Les démons dans la soupière des sociaux-démocrates

Kersti Kaljulaid, la Présidente estonienne, avec... avec... Foto: The Presidential Press & Information Office /Wikimédia Commons/CC-BY-SA 4.0Int

(Marc Chaudeur) – On en prend d’autres et on recommence : le centre gauche s‘allie à un parti d’extrême-droite pour garder le pouvoir ! M’en diras-tu tant ! Mais peut-être la meilleure manière de « re-dé-banaliser » l’extrême-droite serait-elle de l’installer pendant un an ou deux ou pouvoir ?

Dans ce pays pas très grand (1 million 300 000 habitants) entré dans l’Union Européenne en 2004, les dernières législatives ont commencé par une tragi-comédie, et ont fini par une hideuse sarabande de diablotins. L’ERE ou Parti de la Réforme, une formation de centre-droit, remporte les élections législatives de mars dernier (29 % des voix). La Présidente de la République, Kersti Kaljulaid, donne le poste de premier ministre à la dirigeante de ce Parti, Kaja Kallas. Et l’ERE s’allie avec KESK, le Parti du centre (qu’on peut qualifier de centre-gauche), 23 % des suffrages, pour pouvoir gouverner convenablement. Mais voilà : le premier ministre sortant,chef du Parti du Centre, Jüri Ratas, refuse cet accord, essentiellement parce qu’il ne veut pas quitter son poste douillet…

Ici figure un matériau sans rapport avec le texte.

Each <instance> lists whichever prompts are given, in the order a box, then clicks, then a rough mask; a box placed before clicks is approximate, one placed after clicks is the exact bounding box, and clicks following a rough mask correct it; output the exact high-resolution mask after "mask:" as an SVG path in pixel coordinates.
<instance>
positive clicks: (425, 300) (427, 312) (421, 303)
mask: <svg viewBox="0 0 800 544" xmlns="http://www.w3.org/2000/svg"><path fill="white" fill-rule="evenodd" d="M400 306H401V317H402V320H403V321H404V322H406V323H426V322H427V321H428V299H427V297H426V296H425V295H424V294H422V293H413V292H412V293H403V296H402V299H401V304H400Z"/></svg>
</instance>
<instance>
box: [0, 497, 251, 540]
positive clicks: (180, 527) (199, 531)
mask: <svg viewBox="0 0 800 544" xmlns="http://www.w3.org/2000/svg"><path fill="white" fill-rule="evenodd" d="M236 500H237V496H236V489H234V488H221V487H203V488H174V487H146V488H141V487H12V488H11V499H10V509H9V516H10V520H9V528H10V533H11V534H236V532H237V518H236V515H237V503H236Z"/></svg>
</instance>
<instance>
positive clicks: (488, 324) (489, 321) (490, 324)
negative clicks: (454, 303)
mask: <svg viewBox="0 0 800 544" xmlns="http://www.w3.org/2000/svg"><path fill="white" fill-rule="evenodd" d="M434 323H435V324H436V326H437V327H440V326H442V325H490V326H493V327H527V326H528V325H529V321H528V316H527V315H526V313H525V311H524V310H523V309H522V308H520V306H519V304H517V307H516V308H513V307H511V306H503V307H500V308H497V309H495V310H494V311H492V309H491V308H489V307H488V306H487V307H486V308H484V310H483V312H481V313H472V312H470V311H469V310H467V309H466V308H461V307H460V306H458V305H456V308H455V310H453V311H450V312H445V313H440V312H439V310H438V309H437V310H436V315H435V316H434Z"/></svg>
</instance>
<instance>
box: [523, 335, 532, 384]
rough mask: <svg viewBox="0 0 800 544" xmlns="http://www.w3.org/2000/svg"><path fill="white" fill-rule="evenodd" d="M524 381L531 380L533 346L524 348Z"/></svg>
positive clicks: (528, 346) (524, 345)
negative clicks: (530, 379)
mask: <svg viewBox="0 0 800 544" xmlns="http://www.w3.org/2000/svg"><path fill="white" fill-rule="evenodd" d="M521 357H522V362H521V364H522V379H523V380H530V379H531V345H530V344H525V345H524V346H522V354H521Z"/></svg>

…Et Ratas forme alors son propre gouvernement en s’alliant avec 2 petits partis, après que Kaja Kallas a échoué à former une coalition avec les sociaux-démocrates. Le Parti du centre, formé par un ancien maire de Tallinn, a connu un infléchissement social ces tout derniers mois – avant les élections. C’est le parti qui fait entendre la voix des Russophones (environ 25 % des Estoniens) sur le pan national et qui peu ou prou, défend les intérêts de cette fraction de la population.

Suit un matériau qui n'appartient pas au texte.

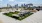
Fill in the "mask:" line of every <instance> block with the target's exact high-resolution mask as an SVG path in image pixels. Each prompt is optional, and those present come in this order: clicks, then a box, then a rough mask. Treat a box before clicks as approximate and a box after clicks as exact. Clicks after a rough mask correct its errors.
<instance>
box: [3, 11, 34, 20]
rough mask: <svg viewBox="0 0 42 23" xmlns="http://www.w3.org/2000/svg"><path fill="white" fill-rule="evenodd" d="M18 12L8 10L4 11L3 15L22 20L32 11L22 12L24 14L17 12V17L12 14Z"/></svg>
mask: <svg viewBox="0 0 42 23" xmlns="http://www.w3.org/2000/svg"><path fill="white" fill-rule="evenodd" d="M18 13H19V12H17V11H16V12H9V13H4V15H6V16H9V17H12V18H15V19H17V20H23V19H25V18H27V17H29V16H30V15H32V14H33V13H31V12H27V13H24V14H19V17H17V16H12V14H18Z"/></svg>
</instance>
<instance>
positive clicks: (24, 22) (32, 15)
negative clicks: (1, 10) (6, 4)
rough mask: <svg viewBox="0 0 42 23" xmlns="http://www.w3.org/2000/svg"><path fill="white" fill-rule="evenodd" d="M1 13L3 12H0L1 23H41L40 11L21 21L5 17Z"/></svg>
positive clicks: (36, 12) (0, 21) (41, 22)
mask: <svg viewBox="0 0 42 23" xmlns="http://www.w3.org/2000/svg"><path fill="white" fill-rule="evenodd" d="M2 13H3V12H0V20H1V21H0V22H1V23H42V11H38V12H36V13H34V14H33V15H31V16H29V17H27V18H25V19H24V20H22V21H19V20H16V19H14V18H11V17H8V16H5V15H3V14H2Z"/></svg>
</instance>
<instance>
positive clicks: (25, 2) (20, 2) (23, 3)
mask: <svg viewBox="0 0 42 23" xmlns="http://www.w3.org/2000/svg"><path fill="white" fill-rule="evenodd" d="M19 3H20V4H24V3H25V4H27V2H19Z"/></svg>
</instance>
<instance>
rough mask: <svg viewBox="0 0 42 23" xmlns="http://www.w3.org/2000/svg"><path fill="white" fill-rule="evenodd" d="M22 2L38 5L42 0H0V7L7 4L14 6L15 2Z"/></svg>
mask: <svg viewBox="0 0 42 23" xmlns="http://www.w3.org/2000/svg"><path fill="white" fill-rule="evenodd" d="M24 3H25V4H29V3H32V4H34V5H36V6H38V5H42V0H0V7H4V6H6V5H7V4H10V5H12V6H14V5H16V4H18V5H21V4H24Z"/></svg>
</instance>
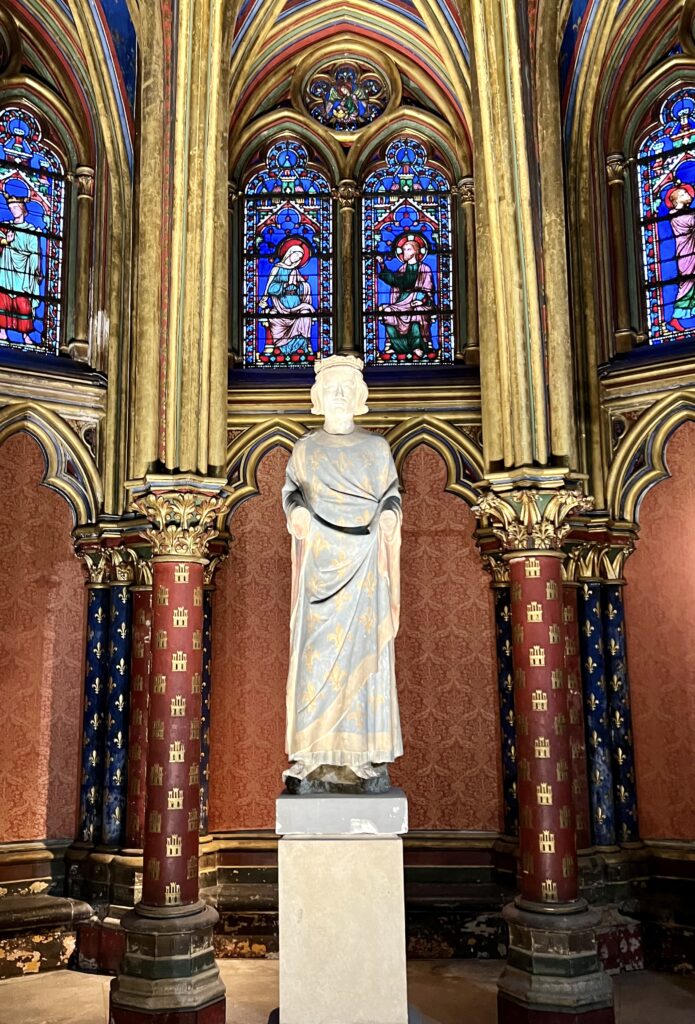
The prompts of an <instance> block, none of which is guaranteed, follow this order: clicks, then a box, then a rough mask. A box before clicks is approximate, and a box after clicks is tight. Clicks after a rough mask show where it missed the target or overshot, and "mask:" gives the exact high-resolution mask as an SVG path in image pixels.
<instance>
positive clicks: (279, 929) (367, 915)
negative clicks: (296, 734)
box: [277, 792, 407, 1024]
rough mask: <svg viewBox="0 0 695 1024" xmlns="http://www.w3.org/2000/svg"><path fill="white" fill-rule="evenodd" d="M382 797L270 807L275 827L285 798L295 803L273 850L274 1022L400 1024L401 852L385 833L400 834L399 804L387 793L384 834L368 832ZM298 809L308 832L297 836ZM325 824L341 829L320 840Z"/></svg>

Pour pouvoir lui-même gouverner et garder son poste au coin du feu, Ratas s’est donc allié avec ce qui restait dans le magasin d’accessoires grand-guignolesques : à savoir deux partis très à droite, l’ EKRE (« Parti populaire conservateur ») et l’ISAMAA, plus littéralement conservateur que le précédent qui lui, montre de nettes tendances fascisantes.

L’ EKRE, c’est le parti du copain de Marine Le Pen, Rupen Kaalep, qui entretient des liens étroits avec des nazis dans plusieurs pays européens. Antisémite, négationniste, il s’est notamment interrogé publiquement, voici quelques mois, sur les origines juives d’Arvo Pärt… En bon névrosé phobique, il semble obnubilé par le sujet. Début avril, il a fait à plusieurs reprises le fameux signe des suprémacistes blancs, dont Marine Le Pen prétend qu’elle l’ignorait jusqu’à ces jours tout récents où elle a rendu visite à Rupen, son petit camarade fasciste. Ce geste répugnant, deux ministres l’ont réitéré lors de leur prestation de serment, fin avril : Mart Helm, le ministre de l’Intérieur et dirigeant de l’ EKRE, et Martin Helm, son fils, le Ministre des Finances ! Hop, à la poubelle !

Certains membres du Parti du centre ont réagi vivement, en un premier temps, à l’idée même d’une coalition avec l’extrême-droite fasciste. Mais ces derniers jours, un seul membre important du Parti a démissionné : c’est Raimund Kaljulaid, le frère de la Présidente. Tendances nazifiantes, programme économique débile, craintes inspirées aux investisseurs étrangers : le pronostic est vite dressé ! Il est le même qu’en toutes les occurrences où un/des partis(s) de cette « obédience » ont été aux affaires.

L’émail de la bonne réputation de l’Estonie en matière économique est sérieusement rayée par ces derniers événements préoccupants – pas plus préoccupants cependant que dans l’ensemble de l’Union Européenne, certes. En tout cas, il va falloir s’attaquer aux vrais problèmes, aux problèmes les plus graves : la fracture sociale entre la classe supérieure et le « reste », et celle entre Tallinn et la campagne. Et celui de l’exode vers un monde meilleur : les jeunes partent en masse, comme d’ailleurs dans presque tous les pays du centre et de l’Est de l’Europe.Et cet exode est aggravé par une natalité déficiente : manifestations d’une même cause…

Reste un espoir concret, tangible, qu’on peut suivre à la trace afin de pré-voir ce qui se passera le jour peut-être proche où le RN sera au pouvoir en France. C’est que de tels partis fassent très vite la preuve de leur incompétence en matière d’économie et de gestion des affaires, dans tous les domaines – sauf dans celui de la démagogie.